LAURENS COUNTY, S.C. -An attorney for a Laurens County man charged with murder is asking a judge to order the victim's mother to stop posting about her daughter's death, and the criminal case on Facebook and other social media sites.

The call to 911 was released, and bond was denied Tuesday for the 29-year-old man charged in the strangulation death of his girlfriend over the weekend.

Emily Joy, the mother of 19-year-old Emily Asbill, is fighting the request, saying she is careful about what she posts, and that posting stories about domestic violence and requests for prayers on a Facebook page dedicated to her daughter's memory is helping her heal.

Police say Asbill was strangled by her boyfriend, 30-year-old Michael Beaty Jr., in June.

Beaty's defense attorney, Charles Grose, says his client will not get a fair trial if Asbill's mother keeps posting on social media sites.

"The presumption of innocence is important in that we want this case tried in a court room where all sides have a fair opportunity to respond to anything that's said," said Grose.

Beaty is charged in Asbill's death and William Alexander was charged with accessory after the fact of murder. They have both been held without bond since their arrests last summer.

Clinton police said that Asbil was found dead in a car that was parked near the home of Beaty's stepfather.

Investigators said Asbil, Beaty and Alexander had been at a party and were in the car for an hour before stopping at Beaty's stepfather's house. (Full Story)

Beaty and five other people were also charged in connection to the party on Fuller Road the night of Asbill's death, where investigators said she was provided with drugs and alcohol.

Police said road marks were found on Asbill's body, but it's unclear what caused the marks.

The Clinton police chief said Asbill is the daughter of a South Carolina Law Enforcement Division agent.

Last month Joy helped organize a rally called "No More Lies and Bruises" in Greenwood to take a stand against domestic violence and to raise money for an emergency shelter for women.

At the rally, Joy said, "This has been an absolute nightmare that no parent should have to go through."

She said she knew she had to do something positive in her daughter's memory, so she has been fighting for tougher laws and stiffer penalties for domestic violence offenders.

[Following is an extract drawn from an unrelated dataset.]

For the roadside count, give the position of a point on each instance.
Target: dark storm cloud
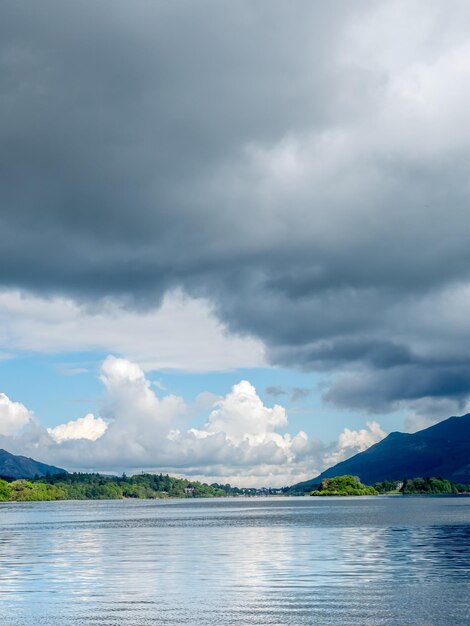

And she's not alone.

More than a dozen singers performed the debut of "Lies and Bruises," accompanied by Asbill's guitar.

The Clinton Chronicle reported that, "Eighth Circuit Solicitor David Stumbo said that in his view, Joy did not say anything at the rally in Greenwood about the facts of the murder case. He said to his recollection Joy did not use Beaty's name."

The Chronicle reported: "Grose disagreed during the formal hearing and, vehemently, during a 20-minute all-attorneys conference at the bench. Of Asbill's mother, Emily Joy, Grose said, 'She attended the (Greenwood) rally and talked about her daughter's case. It is being written up as her making statements, and not presenting the other side. Her daughter was a perpetrator of violence against Mr. Beaty.'"

The hearing on the matter was scheduled to reconvene Friday, but at this time that hearing has been canceled with no word on a new date.

Advocates for victims in South Carolina say they have never heard of a request like this. The executive director of Safe Harbor, a shelter for battered women, said Joy is being victimized all over again.

"If we are telling someone who has been affected to not talk about it we are taking our society back to the stone ages," said Becky Callaham with Safe Harbor.

Callaham has a message for Asbill's family. She said, "Don't be bullied into not expressing your experience just because the perpetrator doesn't want the rest of the world to hear it.